Diamondback Water Snake


Yellowbellied Water Snake


The culvert.


YellowBelly basking on the culvert.

We continued down the road, and a few minutes later Rick was again calling me over, this time to inspect a nice Spotted Salamander, Ambystoma maculatum.  It's always nice to see a Spottie and take its picture.  2002 was a good year in terms of the number of maculatum we found.

The road went down a short slope, and at the bottom a small, muddy ditch crossed under the road through a culvert.  We got to within ten feet of it when I spotted a small serpent coiled in the grass closed to the road. "Here's your Diamondback, Rick!" The Diamondback Water Snake, Nerodia rhombifer, was a new species for Rick, one he had searched for this year but had always seemed to just miss.  The little rhombifer obliged our cameras by remaining just as we had found it while we snapped away at it.  That's one of the benefits of herping in lower temperatures - the critters can be sluggish.

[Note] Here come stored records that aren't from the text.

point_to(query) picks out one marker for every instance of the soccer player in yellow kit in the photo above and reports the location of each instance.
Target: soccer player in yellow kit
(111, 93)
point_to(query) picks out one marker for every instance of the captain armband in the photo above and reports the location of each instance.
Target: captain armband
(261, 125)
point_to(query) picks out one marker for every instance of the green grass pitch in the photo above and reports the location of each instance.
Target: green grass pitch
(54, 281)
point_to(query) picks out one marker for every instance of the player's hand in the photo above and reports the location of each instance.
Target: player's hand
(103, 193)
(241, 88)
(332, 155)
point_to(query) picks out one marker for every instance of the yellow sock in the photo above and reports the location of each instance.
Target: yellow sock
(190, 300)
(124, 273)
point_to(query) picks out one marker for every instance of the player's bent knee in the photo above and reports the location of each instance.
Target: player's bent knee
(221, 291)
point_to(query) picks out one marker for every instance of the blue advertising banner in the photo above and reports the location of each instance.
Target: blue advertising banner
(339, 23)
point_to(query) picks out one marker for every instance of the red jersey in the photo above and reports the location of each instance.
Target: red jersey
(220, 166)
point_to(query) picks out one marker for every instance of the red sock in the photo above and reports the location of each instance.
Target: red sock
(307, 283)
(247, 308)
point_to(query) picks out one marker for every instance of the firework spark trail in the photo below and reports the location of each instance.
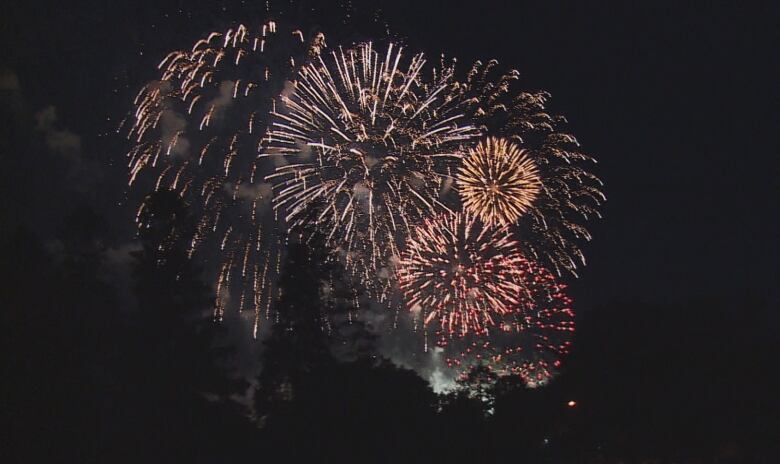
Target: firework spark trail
(461, 274)
(551, 223)
(528, 342)
(497, 182)
(371, 138)
(196, 131)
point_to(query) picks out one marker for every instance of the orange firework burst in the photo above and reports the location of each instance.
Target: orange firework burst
(498, 182)
(460, 273)
(372, 137)
(196, 130)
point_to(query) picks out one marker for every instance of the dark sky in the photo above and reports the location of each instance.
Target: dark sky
(677, 101)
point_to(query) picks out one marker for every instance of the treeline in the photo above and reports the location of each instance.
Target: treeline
(84, 381)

Rick caught the snake so he could have a closer look at it. "It must be cold - it's not biting!"  I was happy for him - now if we could only find a BroadBanded today!


Diamondback close-up.

We released the Diamond back and it slithered towards the ditch.  "Now let's go find some more snakes," I said.  Just as I spoke I looked at the ground and saw another snake, not five feet from the rhombifer!  "Yellowbelly!" I shouted.  It was our old friend from southern Illinois, the Yellowbelly Water Snake, Nerodia erythrogaster flavigaster.  A small one, with just a trace of pattern on the dorsum.  We didn't bother it, aside from taking its picture and enjoying the sight.

A few steps further and we were looking at one end of the culvert, and there was a second flavigaster, slipping through the grass and into the water!  And a third, sunning itself on the warm metal of the culvert pipe!  When it rains it pours, I guess.  I managed to get a picture of the basking flavigaster without disturbing it.

Four water snakes in less than five minutes! We carefully walked the margins of the ditch on that side of the road, but could not scare up any more.  "Time to check out the other side," I said hopefully.